Nine of these served in the recently dissolved cabinet, while the rest served in previous administrations. Jubril Martins Kuye served as Minister of State (Finance) in the Obasanjo administration; Sanusi Daggash was appointed Minister of National Planning by President Yar'Adua in 2007, and sacked 15 months later; Suleiman Bello is a former Minister of Power and Steel (during the Abdulsalam Abubakar regime) and also a former Managing Director of the Power Holding Company of Nigeria (PHCN), who left that position in controversial circumstances in March 2009. Josephine Anenih was a Special Adviser on Women Affairs to former President Obasanjo, before being sacked in 2006. She is the wife of Tony Anenih, a former chair of the PDP Board of Trustees and former Minister of Works under President Obasanjo.

The Imo State nominee, Captain Emmanuel Iheanacho, a mariner, is a second-time nominee for a ministerial position. In November 2008, a Nigerian newspaper reported his nomination by President Yar'Adua, as a replacement for Achike Udenwa, who allegedly did not scale the mandatory security screening. Udenwa however, eventually made it into the cabinet, putting paid to Iheanacho's chances. Navy Captain Olubolade belongs to the clan of retired military officers who have actively sought post-retirement relevance in politics. He decamped from the Action Congress to the ruling People's Democratic Party in January 2007.

Speculations that a Jonathan presidency will effectively be a neo-Obasanjo presidency appear to have been confirmed by the preponderance of Obasanjo loyalists on the list – Martins Kuye and Ndanusa Alao being prominent examples.

Ndanusa Alao is a journalist and former Managing Director of the New Nigerian Newspaper. He left the company in controversial circumstances in 2008 after members of staff embarked on an indefinite industrial action and petitioned the Northern Governors' Forum seeking his removal. There is also a class of persons who appear to be on the list on the basis of familial links. Murtala Yar'Adua, nephew of the ailing President; and Josephine Tapgun, sister of Fidelis Tapgun, who, apart from being a former governor of Plateau State, served President Obasanjo as Ambassador to Kenya, Director-General of the Obasanjo-Atiku Campaign Organisation, and Minister of Industry.

Very few of the nominees are apolitical technocrats. Segun Aganga, a Managing Director at Goldman Sachs in London, and founder of the Nigeria Leadership Initiative (NLI) falls into this category.

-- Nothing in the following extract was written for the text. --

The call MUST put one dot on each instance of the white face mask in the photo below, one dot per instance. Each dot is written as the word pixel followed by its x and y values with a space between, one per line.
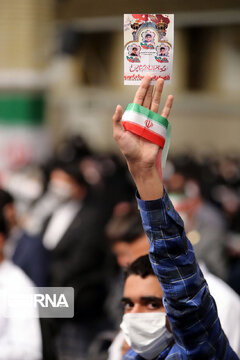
pixel 146 333
pixel 60 189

Chris Ogienwonyi is a former Group Executive Director of the Nigerian National Petroleum Corporation (NNPC), who retired in 2009 after a thirty-five year career in the Federal Civil Service.

Mr. Jonathan's decision to take a pragmatic, as opposed to radical, approach in his composition of a cabinet raises suspicions that he is interested in contesting next year's Presidential elections. It appears that he is keen to explore the possibilities of building a political base across the country, by appointing prominent politicians as opposed to politically inexperienced technocrats. By allowing the state governors to nominate the new ministers he also seems eager to avoid alienating them, especially against the backdrop of their complaints about the constitution of the Presidential Advisory Committee.

On their part, Nigerians appear to be preparing themselves to expect no miracles in the coming months. Much of the internet commentary over the last 48 hours regarding the list has been heavily tinged with frustration, and disappointment. It is hard to blame anyone. To put it mildly, this cabinet, heavy on recycled material, is one weak, uninspiring assemblage.